FBI agent visits Central


FBI Special Agent Patrick Geahry visited Hinsdale Central on Sept. 14 in honor of Constitution Day. Geahry is a member of the FBI’s cybercrimes division, and came to speak to students about their first amendment rights.

While the first amendment guarantees free speech, it doesn’t mean you can say anything you want. “The government can restrict free speech in on and off campus school situations,” Geahry said, while citing examples of court cases dealing with students’ free speech. He also warned that what you put online stays online. “It used to be that you would say something stupid and everyone would forget about it,” Geary said.  “Now you say something stupid online and it’s there forever. Kids are impulsive, sometimes they don’t think about what they’re saying.”

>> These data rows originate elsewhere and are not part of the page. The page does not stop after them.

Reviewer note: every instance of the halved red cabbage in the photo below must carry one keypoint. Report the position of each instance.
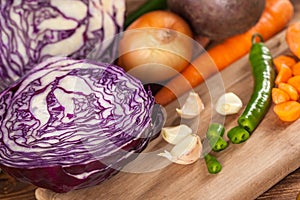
(70, 124)
(32, 31)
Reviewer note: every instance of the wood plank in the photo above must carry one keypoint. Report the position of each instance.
(249, 169)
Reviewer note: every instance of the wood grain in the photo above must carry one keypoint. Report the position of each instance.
(249, 169)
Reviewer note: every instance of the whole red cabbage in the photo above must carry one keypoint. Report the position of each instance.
(32, 31)
(69, 124)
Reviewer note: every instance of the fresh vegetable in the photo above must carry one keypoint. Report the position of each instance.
(238, 135)
(288, 111)
(156, 46)
(283, 60)
(264, 75)
(295, 82)
(219, 19)
(275, 17)
(175, 134)
(296, 69)
(70, 124)
(185, 152)
(192, 106)
(229, 103)
(214, 135)
(284, 74)
(290, 90)
(279, 96)
(212, 164)
(293, 38)
(148, 6)
(32, 31)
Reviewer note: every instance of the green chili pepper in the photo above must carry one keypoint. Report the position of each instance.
(212, 164)
(214, 135)
(150, 5)
(264, 76)
(238, 135)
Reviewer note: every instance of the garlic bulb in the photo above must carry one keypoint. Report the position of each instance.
(229, 103)
(192, 106)
(185, 152)
(175, 134)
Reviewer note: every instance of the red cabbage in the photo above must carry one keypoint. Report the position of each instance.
(69, 124)
(32, 31)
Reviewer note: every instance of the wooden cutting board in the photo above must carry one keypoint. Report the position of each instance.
(249, 169)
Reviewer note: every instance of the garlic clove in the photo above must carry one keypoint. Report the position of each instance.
(174, 135)
(192, 106)
(229, 103)
(185, 152)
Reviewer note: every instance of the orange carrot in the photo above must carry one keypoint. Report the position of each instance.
(279, 96)
(275, 17)
(288, 111)
(283, 60)
(290, 90)
(284, 74)
(293, 38)
(296, 69)
(295, 82)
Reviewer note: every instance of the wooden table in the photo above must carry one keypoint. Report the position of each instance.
(286, 189)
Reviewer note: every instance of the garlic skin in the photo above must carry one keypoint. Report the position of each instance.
(175, 134)
(229, 103)
(192, 106)
(185, 152)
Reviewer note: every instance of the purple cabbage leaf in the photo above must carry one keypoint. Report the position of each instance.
(70, 124)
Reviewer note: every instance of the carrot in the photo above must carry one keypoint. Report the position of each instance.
(284, 74)
(283, 60)
(293, 38)
(295, 82)
(290, 90)
(296, 69)
(275, 17)
(279, 96)
(288, 111)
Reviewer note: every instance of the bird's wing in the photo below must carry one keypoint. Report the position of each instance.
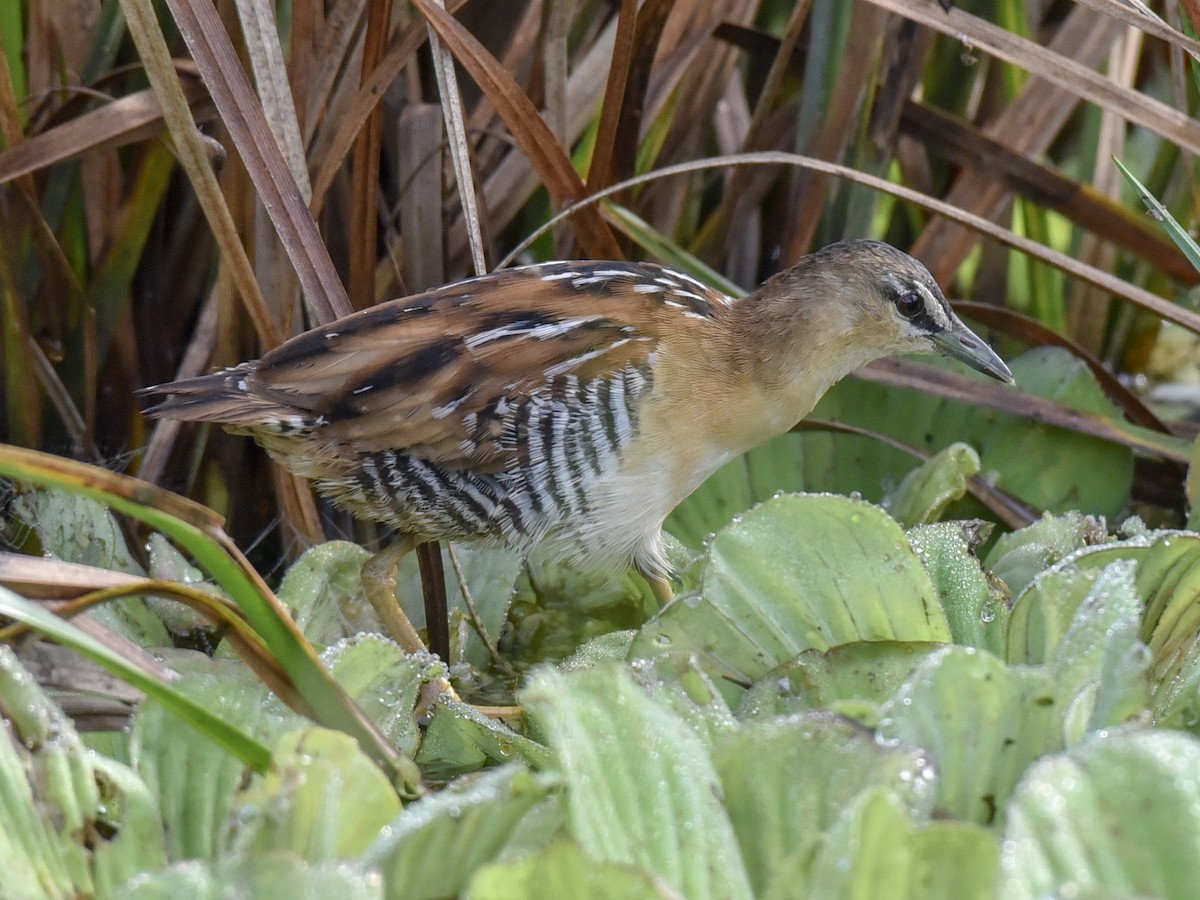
(442, 375)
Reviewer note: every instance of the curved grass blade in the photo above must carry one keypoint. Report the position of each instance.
(198, 531)
(1174, 229)
(237, 742)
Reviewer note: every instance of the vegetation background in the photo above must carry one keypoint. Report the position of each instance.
(184, 185)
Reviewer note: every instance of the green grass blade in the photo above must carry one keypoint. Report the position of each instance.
(237, 742)
(214, 552)
(1170, 225)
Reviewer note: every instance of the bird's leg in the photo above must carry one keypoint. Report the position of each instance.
(379, 583)
(433, 589)
(660, 586)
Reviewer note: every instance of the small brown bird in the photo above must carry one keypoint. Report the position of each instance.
(569, 403)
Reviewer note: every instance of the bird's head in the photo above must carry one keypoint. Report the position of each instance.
(881, 301)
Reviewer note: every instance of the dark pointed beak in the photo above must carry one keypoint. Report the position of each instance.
(964, 345)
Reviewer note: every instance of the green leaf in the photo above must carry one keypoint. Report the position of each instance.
(983, 724)
(323, 799)
(852, 679)
(1019, 556)
(195, 781)
(798, 573)
(323, 592)
(265, 875)
(461, 738)
(1116, 816)
(1099, 666)
(1177, 233)
(928, 490)
(564, 870)
(640, 785)
(57, 797)
(234, 741)
(787, 781)
(976, 604)
(79, 529)
(433, 847)
(385, 683)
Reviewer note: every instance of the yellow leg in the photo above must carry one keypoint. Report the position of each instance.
(379, 583)
(660, 586)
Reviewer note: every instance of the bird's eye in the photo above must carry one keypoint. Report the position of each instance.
(910, 304)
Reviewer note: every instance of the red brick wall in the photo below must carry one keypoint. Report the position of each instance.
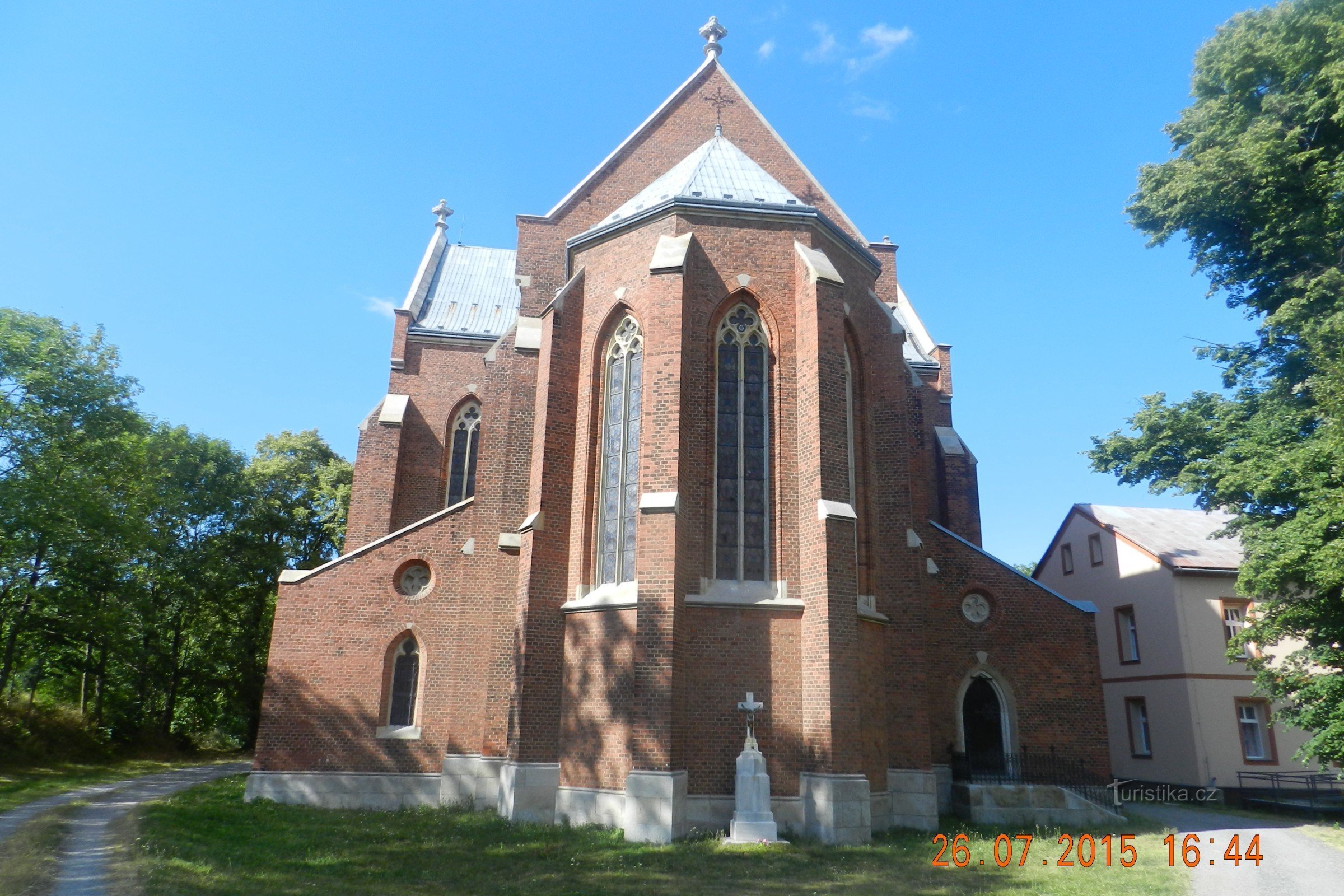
(656, 687)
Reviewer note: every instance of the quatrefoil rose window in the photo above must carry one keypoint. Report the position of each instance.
(414, 581)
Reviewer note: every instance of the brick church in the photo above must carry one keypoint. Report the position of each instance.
(690, 440)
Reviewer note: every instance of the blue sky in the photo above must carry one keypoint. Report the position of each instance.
(237, 190)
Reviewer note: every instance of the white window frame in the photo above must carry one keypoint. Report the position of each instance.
(627, 339)
(1139, 729)
(469, 417)
(741, 340)
(1256, 722)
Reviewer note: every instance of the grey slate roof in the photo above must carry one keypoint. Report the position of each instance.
(1178, 538)
(472, 293)
(717, 171)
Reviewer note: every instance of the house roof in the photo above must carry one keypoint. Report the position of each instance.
(1180, 539)
(472, 295)
(717, 172)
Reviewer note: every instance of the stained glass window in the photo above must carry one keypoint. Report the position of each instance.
(741, 526)
(405, 682)
(619, 494)
(464, 437)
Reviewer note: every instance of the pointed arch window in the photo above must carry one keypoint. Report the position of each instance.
(465, 436)
(620, 486)
(405, 684)
(741, 536)
(848, 425)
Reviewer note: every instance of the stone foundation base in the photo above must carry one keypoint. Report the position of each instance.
(344, 790)
(837, 809)
(1027, 805)
(654, 806)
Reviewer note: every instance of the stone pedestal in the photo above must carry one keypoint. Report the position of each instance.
(752, 817)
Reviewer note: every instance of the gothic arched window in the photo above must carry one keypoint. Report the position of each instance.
(741, 461)
(848, 425)
(405, 683)
(619, 494)
(464, 438)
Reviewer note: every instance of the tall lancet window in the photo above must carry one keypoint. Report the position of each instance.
(741, 461)
(405, 684)
(848, 425)
(464, 438)
(620, 487)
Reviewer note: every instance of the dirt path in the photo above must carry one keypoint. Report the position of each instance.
(1294, 863)
(84, 856)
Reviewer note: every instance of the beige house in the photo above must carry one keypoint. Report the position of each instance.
(1178, 710)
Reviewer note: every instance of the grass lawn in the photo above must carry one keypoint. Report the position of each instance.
(32, 782)
(207, 841)
(29, 857)
(1329, 833)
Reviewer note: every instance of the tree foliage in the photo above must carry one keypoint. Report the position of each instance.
(139, 561)
(1257, 189)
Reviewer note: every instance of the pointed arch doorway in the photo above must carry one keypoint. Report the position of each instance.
(984, 725)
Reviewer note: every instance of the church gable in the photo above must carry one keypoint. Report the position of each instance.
(674, 132)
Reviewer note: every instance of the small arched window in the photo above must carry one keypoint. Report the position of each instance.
(405, 683)
(741, 531)
(464, 440)
(619, 494)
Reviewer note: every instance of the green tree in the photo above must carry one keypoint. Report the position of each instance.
(1257, 189)
(68, 437)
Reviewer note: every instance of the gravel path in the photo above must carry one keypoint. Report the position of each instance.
(1294, 863)
(84, 855)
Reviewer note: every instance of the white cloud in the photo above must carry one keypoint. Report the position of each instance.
(869, 108)
(884, 39)
(825, 48)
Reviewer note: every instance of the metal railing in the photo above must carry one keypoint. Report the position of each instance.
(1314, 790)
(1030, 767)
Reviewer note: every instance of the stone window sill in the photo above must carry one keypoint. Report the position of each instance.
(752, 595)
(605, 597)
(398, 732)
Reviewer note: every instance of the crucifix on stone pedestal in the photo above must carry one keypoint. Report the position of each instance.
(753, 823)
(750, 706)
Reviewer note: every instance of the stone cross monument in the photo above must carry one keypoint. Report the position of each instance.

Geahry’s position is in the cybercrimes division of the FBI, which he says deals with things like Internet fraud and extortion, crimes against children, and computer hackers and spammers. He mostly deals with crimes against children, including child molestation and child pornography.

When asked about the weirdest thing that has happened to him on the job during his presentation, Geahry an anecdote of a keg party with a group of pedophiles. “We went to infiltrate their child pornography ring at one of their get-togethers and we brought a keg of non-alcoholic beer,” he said. After, he was able to arrest the offenders.

Geahry started as a FBI agent after working a few years and finding no satisfaction. He realized his computer skills would be better utilized in the FBI, and to become an agent he had to go through a rigorous application process, which included a multiple choice test, an interview, a physical fitness test, a psychological test, a lie detector test, and a written test dealing with hypothetical situations an agent could encounter.

“You have to be a good decision maker; sometimes you only have a split second to make a decision when you’re trying to catch a criminal,” Geahry said. After he was accepted, Geahry spent time at Quantico, where the FBI trains its new agents. At present, he’s served in the FBI for seven years. “The best part of the job for me is knowing you’re doing something,” he said. “When you put someone in jail, you know they’re not going to hurt anyone anymore because of you. You also get free guns.”